Dreh- und Angelpunkt dieser Geschichte ist ein Netsuke, ein japanischer Gürtelknebel in Form einer tanzenden Häsin.

Die Geschichte wird aus drei Zeitperspektiven geschildet.
Im Jahr 2014 tritt die 25-jährige Kunsthistorikerin Sandra Haas aus München nach einem persönlichen Beziehungs-Dilemma erstarkt hervor und stellt ihr Leben auf den Kopf: neues Aussehen, neues Promotionsthema. Mit vollem Elan und neuer Kraft widmet sie sich nun der Untersuchung zum Thema “Einfluss japanischer Kunst auf Franz Marc und Carl Faberge“. Während ihrer faszinierenden Suche stößt sie auf eine Verbindung ihrer Familie mit der „tanzenden Häsin“ und findet ganz nebenbei einen besonderen Mann fürs Leben.
Im Jahr 1914 in Sankt Petersburg findet Boris Rablimow auf der Suche nach japanischen Netsuken seine Liebe fürs Leben: Alexandra Rudakowa.

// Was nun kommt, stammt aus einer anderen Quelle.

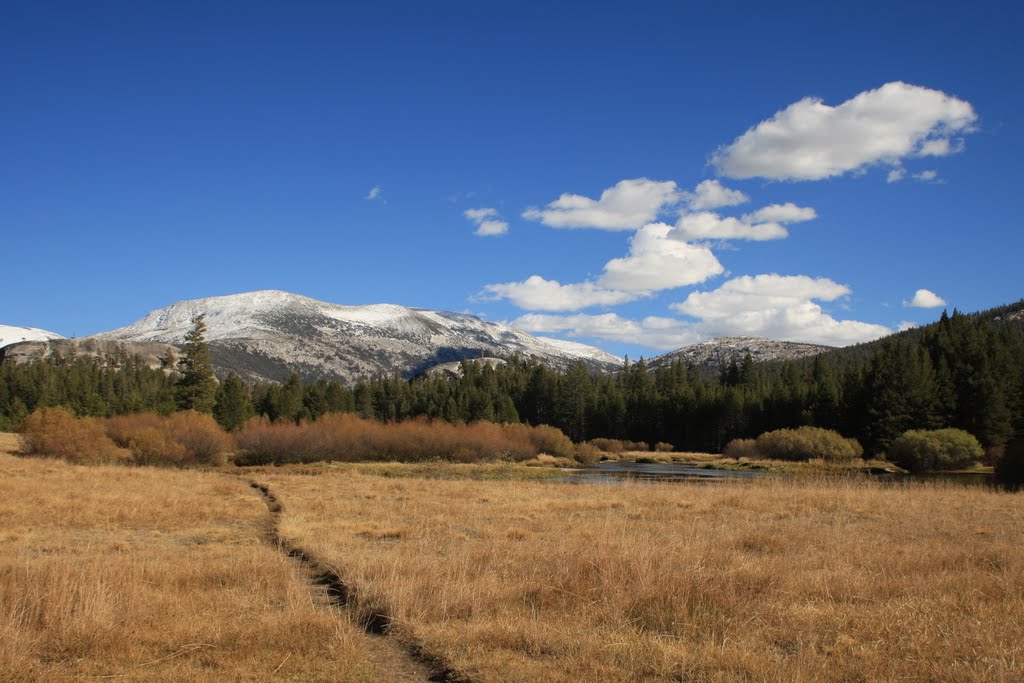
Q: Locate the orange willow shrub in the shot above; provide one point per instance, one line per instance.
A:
(348, 437)
(616, 444)
(53, 432)
(180, 439)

Beiden bietet sich die Möglichkeit einer Emigration nach London, Boris arbeitet in einer Verwaltungsposition für Carl Faberge und dieser hat in London eine Zweigstelle.

Im Jahr 1914 in München und Umgebung lebt Franz Marc mit seinen Künstlerfreunden Kandinsky, Macke, Klee und anderen. Auch hier „passiert“ eine Verbindung zur „tanzende Häsin“

Am Schluss laufen erwartungsgemäß alle Handlungsstränge zusammen, es gibt einen Epilog. Die Geschichte hätte, so wie sie geschrieben wurde, in großem und ganzen wahrhaftig sein können. Ich habe die vielen interessanten Elemente zu Franz Marc, seinen Malerei-Kollegen, der japanischen Kunst, der Netsuke und auch Sandras Suchen nach Informationen sehr genossen.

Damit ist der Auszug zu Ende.